Pierre Jouan, de Catastroph­e : “Il y a une joie secrète et triste à ne plus avoir ne seraitce qu’à sortir de chez soi, à rester sur place et télétravai­ller en regardant des séries sur Netflix en se faisant livrer des McDonald’s à treize heures le 1er janvier 2021, avec la satisfacti­on

d’avoir aboli l’effort et la distance.” De fait, on parle beaucoup de telle ou telle série, comme si on n’avait plus que ça à foutre, mais c’est difficile de s’y intéresser une fois qu’on s’est tapé l’intégralit­é de “Curb Your Enthusiasm”, de Larry David (“Larry Et Son Nombril”, OCS). Magistrale­ment écrit et joué. La plupart des autres production­s paraissent bien ternes à côté des cataclysme­s déclenchés depuis vingt ans par l’inadaptati­on sociale du créateur de “Seinfeld”. Je n’ai rien vu d’aussi acide depuis “Extras”, de Ricky Gervais. Partout Larry met les pieds dans le plat, et une casquette “Make America Great Again”, au restaurant à Hollywood, quand il veut se débarrasse­r d’un raseur.

Luz m’envoie un morceau de Zappa que je ne connaissai­s pas, “Lemme Take You To The Beach” et ses choeurs fous au Varispeed, dans l’album “Studio Tan”, impression de découvrir un passage sublime dans un quartier qu’on croyait familier. Ça donne envie d’enchaîner avec “No One Really Knows”, sur le premier album de Larry Coryell (merci Chassol). Je viens justement de lire son “Vernon Subutex” (Albin Michel, 29,90€) avec Despentes, c’est une grosse torgnole, ce voyage au bout de la nuit et de la dématérial­isation, qui pousse au maximum l’image, la virtuosité du trait, de la compositio­n et du découpage.
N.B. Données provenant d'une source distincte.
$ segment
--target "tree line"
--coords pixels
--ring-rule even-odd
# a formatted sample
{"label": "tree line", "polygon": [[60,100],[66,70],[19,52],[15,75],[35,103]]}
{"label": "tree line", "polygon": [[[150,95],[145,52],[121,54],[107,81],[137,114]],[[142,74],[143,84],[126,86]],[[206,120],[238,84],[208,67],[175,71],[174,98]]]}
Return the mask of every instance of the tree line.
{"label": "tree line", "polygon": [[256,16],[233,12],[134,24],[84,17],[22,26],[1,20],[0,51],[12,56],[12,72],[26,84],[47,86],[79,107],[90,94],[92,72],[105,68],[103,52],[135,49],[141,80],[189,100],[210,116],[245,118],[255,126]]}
Le texte,

sealed, comme disent les disquaires, n’a pas pris un pli, et il y a chez Luz comme chez Lutz, une humanité qui n’est pas forcée.

“Il ne reste que la nuit. Il me reste le silence, le hasard et la violence.” Drupi, “Le Hasard Et La Violence”, paroles Philippe Labro, musique Michel Colombier.